Fux é mestre na estratégia de pedir vista e sepultar processos
Um tribunal não pode ficar refém das idiossincrasias de um único juiz
Os pedidos de vista no Supremo Tribunal Federal desde sempre servem muito mais a estratégias políticas de ministros do que a aprofundamento sobre ações em votação. O regimento da corte foi modificado em 2022 pela Emenda Regimental 58, e desde então o prazo máximo para devolução de um processo para conclusão do julgamento pelo colegiado é 90 dias. Três meses, em alguns casos, pode ser muito tempo. De outra parte, ainda vivem-se reflexos de “perdidos de vista” do passado. O campeão nessa modalidade de chicana é o ministro Luiz Fux.
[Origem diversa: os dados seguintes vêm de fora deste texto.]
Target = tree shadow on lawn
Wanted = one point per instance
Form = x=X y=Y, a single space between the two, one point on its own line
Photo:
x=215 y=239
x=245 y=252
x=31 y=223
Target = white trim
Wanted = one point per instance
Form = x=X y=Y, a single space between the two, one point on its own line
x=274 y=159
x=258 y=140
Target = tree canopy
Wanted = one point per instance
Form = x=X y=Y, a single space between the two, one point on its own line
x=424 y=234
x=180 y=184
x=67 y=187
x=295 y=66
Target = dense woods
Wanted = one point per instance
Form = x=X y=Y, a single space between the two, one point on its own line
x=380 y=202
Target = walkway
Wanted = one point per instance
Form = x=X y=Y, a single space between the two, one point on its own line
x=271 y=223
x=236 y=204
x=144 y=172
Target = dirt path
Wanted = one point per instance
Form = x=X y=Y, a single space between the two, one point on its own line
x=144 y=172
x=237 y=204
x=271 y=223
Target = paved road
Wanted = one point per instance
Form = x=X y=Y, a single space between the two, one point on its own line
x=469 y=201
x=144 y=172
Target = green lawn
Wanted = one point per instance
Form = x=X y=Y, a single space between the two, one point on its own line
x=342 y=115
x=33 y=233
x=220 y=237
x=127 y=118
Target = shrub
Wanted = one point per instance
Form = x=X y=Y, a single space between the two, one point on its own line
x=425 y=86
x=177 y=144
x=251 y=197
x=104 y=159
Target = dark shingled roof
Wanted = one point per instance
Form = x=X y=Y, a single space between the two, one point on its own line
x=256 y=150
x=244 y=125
Num nítido ato de “populisprudência” (termo cunhado pelo professor de Direito da USP Conrado Hübner Mendes, que aglutina populismo e jurisprudência), Fux pediu vista do processo da cabeleireira-pichadora-golpista Débora Rodrigues dos Santos. O juiz, de perfil muito mais punitivista do que garantista, sofreu um surto piedoso, como amplamente noticiado. De pronto emergiu como fio de esperança bolsonarista no STF.
A estratégia de pedir vista de um processo equivale, muitas vezes, a matá-lo no peito e sepultá-lo para sempre. O único arranjo aceitável do pedido de vista é que não interrompa por prazo indeterminado uma deliberação que começou e que deve continuar em tempo hábil. Muitas vezes, o processo é devolvido quando o caso em tela já teve desfecho político, econômico ou social que torna o julgamento dispensável. Isso pode significar a vitória de um juiz postergador potencialmente derrotado pela maioria na turma ou no plenário.
O desempenho de Luiz Fux no campo estratégico dos “perdidos de vista” é espetacular. Em agosto de 2015, ele pediu vista do Recurso Extraordinário 635.659 / ADPF 187, que trata da descriminalização das drogas e discute a constitucionalidade do artigo 28 da Lei de Drogas (Lei 11.343 / 2006). O julgamento está paralisado até hoje.
Em novembro de 2021, após o voto do relator, ministro Ricardo Lewandowski, Fux pediu vista em processo sobre o Fundo Eleitoral (ADI 5.998 / DF), que discute a validade da emenda parlamentar que aumentou o Fundo Eleitoral para R$ 5,7 bilhões, furando o famigerado teto de gastos. O adiamento permitiu que as eleições de 2022 ocorressem com o fundo ampliado, sem definição sobre sua legalidade. O caso permanece indefinido.
Em maio de 2023, Luiz Fux pediu vista, após o voto do relator Gilmar Mendes, da ADI 6.057, a qual questiona a autonomia do Banco Central conferida pela Lei 13.848 / 2019. Fux ainda não devolveu os autos, ferindo a Emenda Regimental 58 (a dos 90 dias), que é 2022, mas que não estabelece sanções a quem descumpri-la.
A vista de um processo deveria ser condicionada à devolução em sessão imediatamente subsequente, ou no máximo em duas sessões. Um tribunal não pode ficar refém das idiossincrasias de um único juiz.